Jeffrey D. Allred, Deseret News
SALT LAKE CITY — Ask NBA commissioner David Stern about the viability of small market teams and he often trots out Utah and Oklahoma City as Exhibit A. The Jazz have a loyal following that stays with the team even on bad years. Plus they have a history of success.
What they don't have is a championship trophy.
That's not likely to change anytime soon.
Then there's Oklahoma City, a small market team with a pair of superstars and eyes on an NBA championship. Hmmm … sounds familiar. In fact, it's more like the Jazz of the early 1990s than the current edition.
The upwardly mobile teams matched up Friday at EnergySolutions Arena with expected results in a 101-87 Thunder win. That gives the Thunder a 21-6 record, best in the conference. Just like the Jazz, both past and present, Oklahoma City sees itself as a blue-collar team, even though superstars Kevin Durant and Russell Westbrook are far more athletic than Karl Malone and John Stockton – or Al Jefferson and Paul Millsap.
Don't remind Thunder coach Scott Brooks, who says both teams are a work in progress.
It's not easy coaching a younger team, because everybody — including coach — wants it now, but they also have to also realize you get better one day at a time," Brooks said.
The Jazz? It's going to take more than a few days. They have now lost five of the last six and are slipping out of playoff position. Meanwhile, the Thunder continue believe a dynasty can thrive in the boonies.

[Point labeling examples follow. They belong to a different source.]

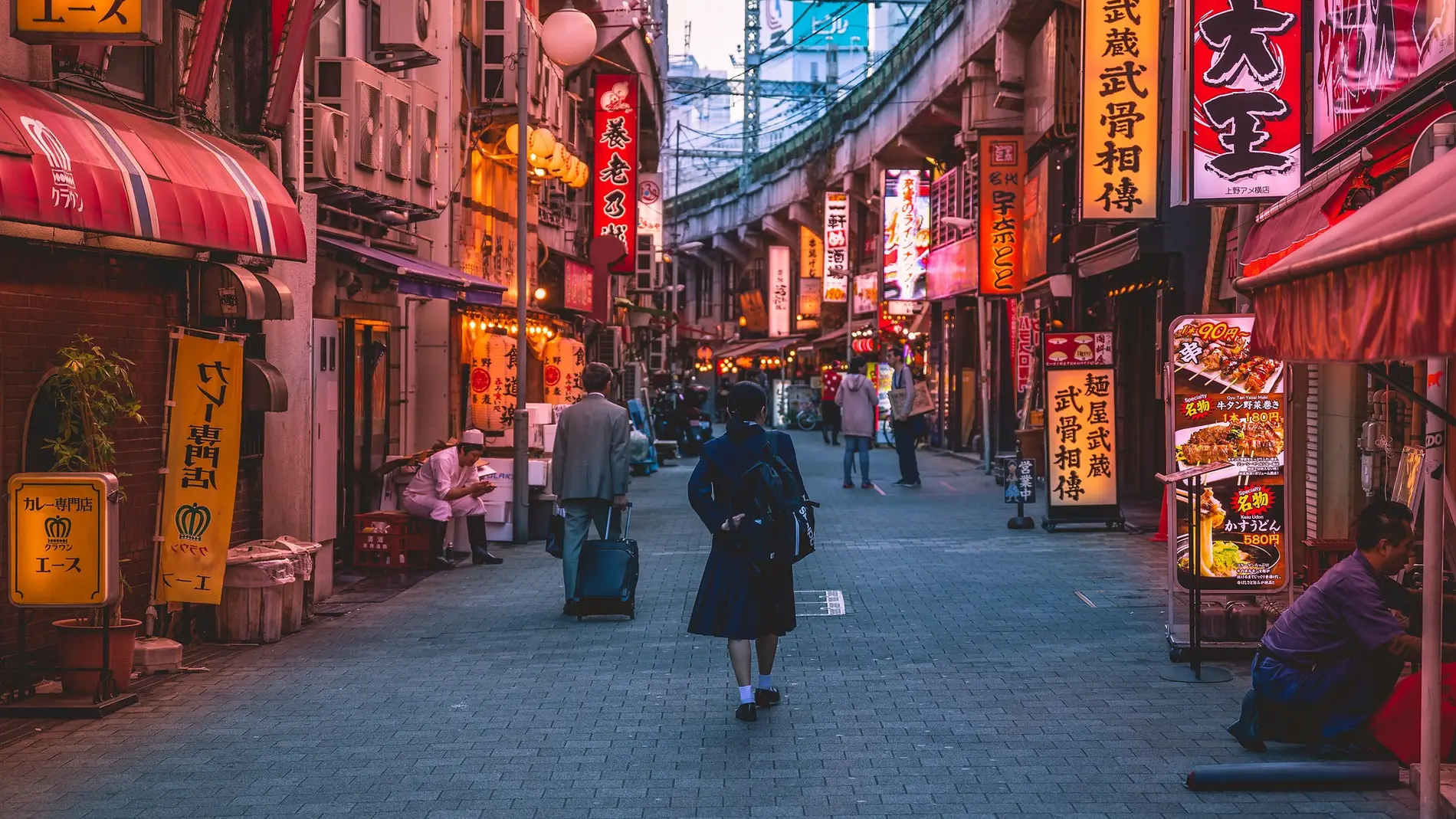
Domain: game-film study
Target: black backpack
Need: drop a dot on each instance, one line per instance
(779, 508)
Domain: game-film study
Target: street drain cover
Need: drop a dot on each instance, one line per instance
(818, 603)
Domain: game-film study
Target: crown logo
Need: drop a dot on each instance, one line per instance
(57, 529)
(192, 519)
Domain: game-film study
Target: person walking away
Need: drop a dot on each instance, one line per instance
(857, 402)
(590, 470)
(737, 600)
(902, 424)
(829, 411)
(446, 488)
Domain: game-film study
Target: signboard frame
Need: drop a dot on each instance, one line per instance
(1098, 362)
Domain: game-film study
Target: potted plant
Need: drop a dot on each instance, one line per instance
(93, 393)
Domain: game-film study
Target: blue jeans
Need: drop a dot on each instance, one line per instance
(1339, 697)
(857, 444)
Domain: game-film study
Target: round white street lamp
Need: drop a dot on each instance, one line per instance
(568, 37)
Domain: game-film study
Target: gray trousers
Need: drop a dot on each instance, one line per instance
(582, 516)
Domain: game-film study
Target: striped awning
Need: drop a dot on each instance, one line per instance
(92, 169)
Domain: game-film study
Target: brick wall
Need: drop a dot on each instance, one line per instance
(47, 296)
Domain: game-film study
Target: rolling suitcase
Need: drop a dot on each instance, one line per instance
(606, 575)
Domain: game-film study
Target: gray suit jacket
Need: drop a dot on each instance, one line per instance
(590, 459)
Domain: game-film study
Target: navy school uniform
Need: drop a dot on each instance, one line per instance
(734, 598)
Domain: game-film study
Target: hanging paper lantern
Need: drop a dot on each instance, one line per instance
(562, 364)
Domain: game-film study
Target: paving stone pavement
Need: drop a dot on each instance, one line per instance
(964, 680)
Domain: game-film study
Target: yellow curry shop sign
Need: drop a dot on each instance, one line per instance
(63, 540)
(98, 22)
(204, 438)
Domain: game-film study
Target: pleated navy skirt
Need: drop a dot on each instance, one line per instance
(739, 603)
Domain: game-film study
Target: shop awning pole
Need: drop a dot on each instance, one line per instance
(1433, 575)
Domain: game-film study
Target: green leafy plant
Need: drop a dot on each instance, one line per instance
(93, 393)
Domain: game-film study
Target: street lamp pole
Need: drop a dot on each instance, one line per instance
(522, 430)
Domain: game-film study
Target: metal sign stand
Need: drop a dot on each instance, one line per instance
(1194, 671)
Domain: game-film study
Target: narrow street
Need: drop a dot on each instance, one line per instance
(966, 678)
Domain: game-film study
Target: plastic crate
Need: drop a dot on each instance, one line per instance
(391, 540)
(1323, 555)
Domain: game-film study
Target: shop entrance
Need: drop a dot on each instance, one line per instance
(369, 419)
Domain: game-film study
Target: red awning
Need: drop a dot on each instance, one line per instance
(1297, 218)
(87, 168)
(1376, 287)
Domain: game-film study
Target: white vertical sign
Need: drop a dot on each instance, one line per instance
(779, 293)
(836, 247)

"If it's not broke, don't fix it," Durant told the Sacramento Bee. "I like being here, man. I like everything about this organization and community."

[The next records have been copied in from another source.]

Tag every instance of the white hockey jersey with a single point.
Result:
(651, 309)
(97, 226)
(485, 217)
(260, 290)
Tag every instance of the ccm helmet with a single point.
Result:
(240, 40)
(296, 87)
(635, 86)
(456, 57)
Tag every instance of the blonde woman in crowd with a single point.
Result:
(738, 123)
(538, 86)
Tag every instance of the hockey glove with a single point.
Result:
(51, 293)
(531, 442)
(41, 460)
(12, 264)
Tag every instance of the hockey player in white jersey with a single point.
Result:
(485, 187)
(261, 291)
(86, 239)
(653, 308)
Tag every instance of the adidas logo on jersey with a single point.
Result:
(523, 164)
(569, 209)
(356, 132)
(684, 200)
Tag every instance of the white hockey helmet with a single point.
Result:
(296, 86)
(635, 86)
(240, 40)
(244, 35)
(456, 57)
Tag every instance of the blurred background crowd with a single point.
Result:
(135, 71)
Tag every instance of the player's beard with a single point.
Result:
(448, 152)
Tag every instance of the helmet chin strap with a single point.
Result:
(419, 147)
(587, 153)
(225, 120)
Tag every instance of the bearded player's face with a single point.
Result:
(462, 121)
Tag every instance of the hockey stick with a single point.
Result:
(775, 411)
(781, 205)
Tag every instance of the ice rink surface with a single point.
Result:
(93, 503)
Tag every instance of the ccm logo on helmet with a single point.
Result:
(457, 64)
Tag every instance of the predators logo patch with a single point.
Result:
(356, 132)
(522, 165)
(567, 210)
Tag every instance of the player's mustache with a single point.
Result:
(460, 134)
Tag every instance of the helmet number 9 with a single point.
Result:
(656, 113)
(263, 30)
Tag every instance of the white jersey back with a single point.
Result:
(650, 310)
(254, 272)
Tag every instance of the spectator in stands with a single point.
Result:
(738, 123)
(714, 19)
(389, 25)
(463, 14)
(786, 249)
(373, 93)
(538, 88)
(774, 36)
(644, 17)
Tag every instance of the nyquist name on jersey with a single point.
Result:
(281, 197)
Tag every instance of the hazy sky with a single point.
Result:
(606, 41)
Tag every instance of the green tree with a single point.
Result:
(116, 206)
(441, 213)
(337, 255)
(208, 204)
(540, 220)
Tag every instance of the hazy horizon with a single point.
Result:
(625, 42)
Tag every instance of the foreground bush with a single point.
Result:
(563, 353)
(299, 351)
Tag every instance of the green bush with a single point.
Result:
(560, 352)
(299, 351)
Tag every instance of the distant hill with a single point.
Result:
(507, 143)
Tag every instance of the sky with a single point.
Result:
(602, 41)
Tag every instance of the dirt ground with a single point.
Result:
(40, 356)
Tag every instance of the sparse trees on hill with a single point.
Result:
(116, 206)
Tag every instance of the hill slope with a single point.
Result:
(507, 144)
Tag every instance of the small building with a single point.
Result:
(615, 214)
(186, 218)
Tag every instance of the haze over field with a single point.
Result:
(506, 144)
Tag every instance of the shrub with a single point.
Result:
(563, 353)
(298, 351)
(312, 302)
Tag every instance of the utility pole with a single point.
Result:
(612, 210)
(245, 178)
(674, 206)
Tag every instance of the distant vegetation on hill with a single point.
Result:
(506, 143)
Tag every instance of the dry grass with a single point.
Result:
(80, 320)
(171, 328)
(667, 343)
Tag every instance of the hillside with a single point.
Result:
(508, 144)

Stockton-to-Malone, Westbrook-to...the rim?
Admittedly it's not an exact comparison. While Stockton spent a career occupied with getting the ball to the Mailman, Westbrook and Durant have reportedly had friction as to who should be the main scorer. But that hasn't been proven to be a big deal, as they have won eight of the last 11 and are widely being called the league's best team. There didn't appear to be any concerns on Friday.
Making noise in a small market is one thing, keeping players from leaving is another. Yet both Westbrook and Durant put their money where their mouths were when they signed contract extensions. In July 2010, Durant signed an $86 million deal to keep him in Oklahoma through 2015-16. Westbrook recently signed a five-year extension. The latter calmed rumors that the town wasn't big enough for the two All-Stars.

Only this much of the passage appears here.